2019년 8월 29일 16시 49분 54초
MAT.P-389 이곳을 클릭하시면 발표코드에 대한 설명을 보실 수 있습니다.
10월 17일 (목요일) 11:00~12:30
Material Chemistry
저자 및
David Odhiambo Opar, Rosalynn Nankya1, Hyun Jung1,*
Chemistry, Dongguk University, Korea
1Department of Chemistry, Dongguk University, Korea
We demonstrate the synthesis of highly electrocatalytic three-dimensional (3D) nitrogen-doped mesoporous graphene-modified carbon felt (NMG-CF) via a facile hydrothermal process, to act as electrocatalysts for vanadium redox flow battery (VRFB).

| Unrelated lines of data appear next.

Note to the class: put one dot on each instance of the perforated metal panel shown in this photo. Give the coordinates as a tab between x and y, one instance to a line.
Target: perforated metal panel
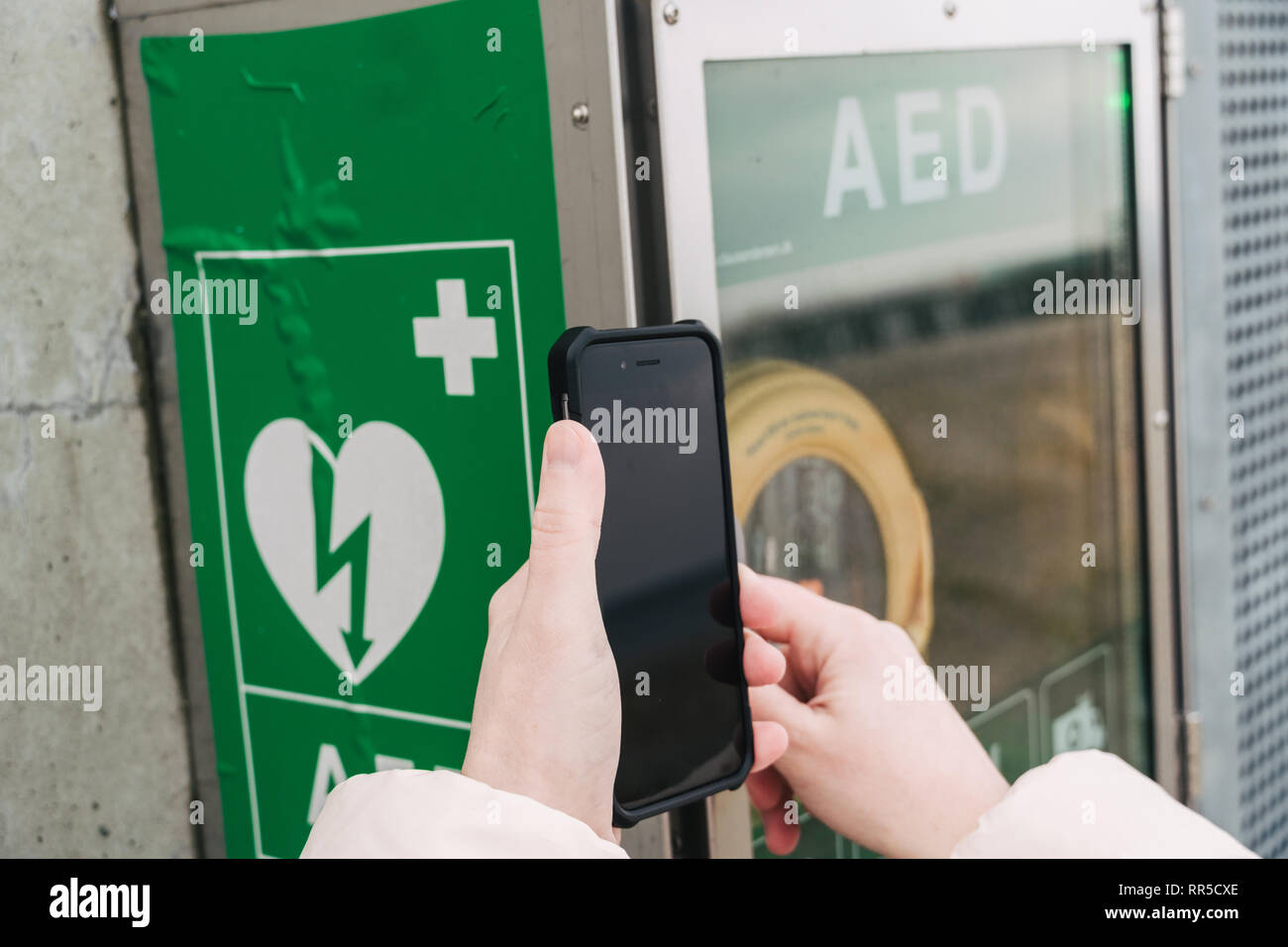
1252	48
1231	159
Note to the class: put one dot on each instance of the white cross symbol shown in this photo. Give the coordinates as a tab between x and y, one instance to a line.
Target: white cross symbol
455	337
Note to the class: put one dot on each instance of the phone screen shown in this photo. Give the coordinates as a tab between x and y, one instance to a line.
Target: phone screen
666	570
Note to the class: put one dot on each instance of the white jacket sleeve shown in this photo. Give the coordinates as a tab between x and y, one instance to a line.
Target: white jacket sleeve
413	813
1091	804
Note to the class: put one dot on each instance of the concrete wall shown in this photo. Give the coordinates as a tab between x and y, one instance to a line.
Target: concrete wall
81	528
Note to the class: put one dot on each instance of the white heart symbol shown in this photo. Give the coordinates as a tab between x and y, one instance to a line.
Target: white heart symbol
380	474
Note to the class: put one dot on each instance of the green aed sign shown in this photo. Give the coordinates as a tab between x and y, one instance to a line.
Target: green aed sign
360	228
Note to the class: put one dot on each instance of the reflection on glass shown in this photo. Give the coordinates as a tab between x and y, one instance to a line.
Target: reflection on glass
889	221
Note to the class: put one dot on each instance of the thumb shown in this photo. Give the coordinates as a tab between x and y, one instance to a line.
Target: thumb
568	512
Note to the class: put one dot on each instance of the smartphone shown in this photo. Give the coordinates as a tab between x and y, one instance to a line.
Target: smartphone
668	565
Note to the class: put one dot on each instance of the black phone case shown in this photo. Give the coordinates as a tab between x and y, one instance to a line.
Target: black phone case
566	402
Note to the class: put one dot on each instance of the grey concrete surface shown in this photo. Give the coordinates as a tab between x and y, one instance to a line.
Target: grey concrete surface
80	525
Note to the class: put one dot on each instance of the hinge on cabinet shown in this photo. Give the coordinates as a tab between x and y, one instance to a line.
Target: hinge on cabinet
1173	52
1193	755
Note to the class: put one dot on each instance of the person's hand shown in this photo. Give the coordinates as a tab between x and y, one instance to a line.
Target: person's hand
900	777
548	711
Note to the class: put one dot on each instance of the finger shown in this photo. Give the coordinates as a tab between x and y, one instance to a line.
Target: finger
784	611
503	605
566	521
771	742
772	793
761	661
789	682
768	789
774	703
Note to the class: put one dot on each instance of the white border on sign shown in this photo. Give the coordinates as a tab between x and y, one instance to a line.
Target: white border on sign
243	686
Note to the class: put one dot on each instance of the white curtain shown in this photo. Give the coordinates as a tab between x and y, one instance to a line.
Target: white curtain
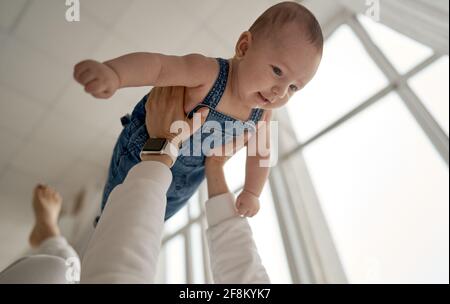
423	20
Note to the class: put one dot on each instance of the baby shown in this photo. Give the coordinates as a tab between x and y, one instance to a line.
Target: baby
275	58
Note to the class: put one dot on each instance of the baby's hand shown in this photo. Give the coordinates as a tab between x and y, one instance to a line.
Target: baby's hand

Morphological and spectroscopic studies indicate that the NMG-CF exhibits a uniform distribution of nitrogen atoms (2.19 at.%) and successful N-doping in the form of pyridinic-N, pyrrolic-N, quaternary-N and oxidic-N configurations. NMG-CF show excellent catalytic activity towards VO2+/VO2+ and V2+/V3+ redox couples compared to mesoporous graphene-CF (MG-CF) and activated CF (A-CF), attributed to 3D N-doped mesoporous structures, enhanced specific surface area and rapid charge transfer. Furthermore, N-doping generates defects acting as active sites and alters the electronic and chemisorption properties of MG, hence NMG-CF is more electrochemically accessible than A-CF and MG-CF. Moreover, charge/discharge curves exhibit a high energy efficiency (EE) of 75.1% at a high current density of 150 mA cm-2 in NMG-CF, compared to MG-CF (71.7%) and A-CF (57.1%). Furthermore, NMG-CF shows excellent stability and rate capability (EE ~ 81% after 100 charge/discharge cycles at 100 mA cm-2), with a limiting current density of 275 mA cm-2, indicating the outstanding performance of the modified electrodes during the vanadium ions redox reaction under acidic conditions. The above results reveal applicability of NMG-CF, as a promising advanced electrode material for VRFB.